Runbooks¶

Condensed execution guides. Each section links to the full source document in ftl-docs/guides/ for complete step-by-step detail.

CFD margin trading cutover¶

Source: ftl-docs/guides/CFD-CUTOVER.md Estimated window: 30 minutes (15 min pre-flight, 10 min cutover, 5 min smoke) When to run: during a no-match window, after staging has held a green end-to-end test for at least 48 hours.

This runbook switches production from the legacy buy-and-hold AMM to the CFD margin trading model.

Pre-flight¶

Confirm staging CI is green on release/staging for all three repos (ftl-backend, ftl-frontend, ftl-docs):

gh run list --repo JetaFutures/ftl-backend  --branch release/staging --limit 1 --json status,conclusion
gh run list --repo JetaFutures/ftl-frontend --branch release/staging --limit 1 --json status,conclusion

Both must report status:completed, conclusion:success.

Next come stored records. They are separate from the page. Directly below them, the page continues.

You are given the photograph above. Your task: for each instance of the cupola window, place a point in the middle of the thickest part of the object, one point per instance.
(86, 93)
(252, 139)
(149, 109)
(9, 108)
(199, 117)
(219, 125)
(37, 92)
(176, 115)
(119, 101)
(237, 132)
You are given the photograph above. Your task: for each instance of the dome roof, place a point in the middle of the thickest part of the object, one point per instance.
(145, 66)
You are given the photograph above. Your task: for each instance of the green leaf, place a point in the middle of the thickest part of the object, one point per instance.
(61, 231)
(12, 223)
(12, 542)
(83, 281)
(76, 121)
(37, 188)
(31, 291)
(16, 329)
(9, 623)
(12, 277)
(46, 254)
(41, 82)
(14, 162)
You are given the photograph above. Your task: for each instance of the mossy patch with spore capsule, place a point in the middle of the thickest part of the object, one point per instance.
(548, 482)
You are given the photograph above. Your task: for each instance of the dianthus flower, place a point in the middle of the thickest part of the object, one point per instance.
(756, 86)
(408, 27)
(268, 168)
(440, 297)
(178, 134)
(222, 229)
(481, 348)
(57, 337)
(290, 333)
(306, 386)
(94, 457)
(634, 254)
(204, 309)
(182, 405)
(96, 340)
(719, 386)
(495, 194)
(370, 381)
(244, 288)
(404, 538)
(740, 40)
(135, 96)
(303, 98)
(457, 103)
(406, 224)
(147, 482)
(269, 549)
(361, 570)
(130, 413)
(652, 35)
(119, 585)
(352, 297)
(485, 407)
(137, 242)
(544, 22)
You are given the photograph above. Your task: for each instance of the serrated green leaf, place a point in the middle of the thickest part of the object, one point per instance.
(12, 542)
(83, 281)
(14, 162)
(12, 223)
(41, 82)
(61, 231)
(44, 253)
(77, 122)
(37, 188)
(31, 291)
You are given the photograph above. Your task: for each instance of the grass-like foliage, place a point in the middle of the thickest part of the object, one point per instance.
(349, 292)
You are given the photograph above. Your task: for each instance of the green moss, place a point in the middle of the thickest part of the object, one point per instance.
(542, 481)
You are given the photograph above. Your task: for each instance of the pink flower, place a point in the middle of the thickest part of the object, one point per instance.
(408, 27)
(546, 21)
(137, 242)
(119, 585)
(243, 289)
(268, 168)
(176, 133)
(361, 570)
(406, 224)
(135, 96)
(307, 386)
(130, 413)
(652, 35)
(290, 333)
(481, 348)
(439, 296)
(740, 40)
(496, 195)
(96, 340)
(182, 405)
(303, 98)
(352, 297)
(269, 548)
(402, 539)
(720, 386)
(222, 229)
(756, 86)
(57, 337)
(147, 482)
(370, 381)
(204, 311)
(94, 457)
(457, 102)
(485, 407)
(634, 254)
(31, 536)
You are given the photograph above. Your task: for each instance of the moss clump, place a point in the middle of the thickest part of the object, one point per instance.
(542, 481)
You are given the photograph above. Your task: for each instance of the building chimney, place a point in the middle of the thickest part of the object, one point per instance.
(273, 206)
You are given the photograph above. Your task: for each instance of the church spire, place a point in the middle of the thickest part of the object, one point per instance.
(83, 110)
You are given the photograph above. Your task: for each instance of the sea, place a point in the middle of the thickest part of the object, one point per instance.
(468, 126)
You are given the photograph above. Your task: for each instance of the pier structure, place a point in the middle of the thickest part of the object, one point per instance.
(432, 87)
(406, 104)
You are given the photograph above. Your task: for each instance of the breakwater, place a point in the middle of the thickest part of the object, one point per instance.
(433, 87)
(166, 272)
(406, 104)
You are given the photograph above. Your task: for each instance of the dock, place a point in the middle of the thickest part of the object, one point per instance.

Confirm the staging migrate job ran at the same SHA as release/staging:

AZURE_CONFIG_DIR=~/.azure-ftl az containerapp job execution list \
  -n ftl-stg-migrate -g ftl-stg-rg-cin \
  --query '[0].{status:properties.status, end:properties.endTime}' -o json

Run a 5-minute k6 load test on staging:
```
cd ftl-frontend
k6 run --vus 50 --duration 5m loadtest-cfd.js
```
Acceptance: zero 5xx, P99 < 250 ms on POST /api/positions/open.

Take a manual PITR backup of prod Postgres:

AZURE_CONFIG_DIR=~/.azure-ftl az postgres flexible-server backup create \
  --resource-group ftl-prd-rg-cin --name ftl-prd-pg \
  --backup-name "pre-cfd-cutover-$(date +%Y%m%d-%H%M)"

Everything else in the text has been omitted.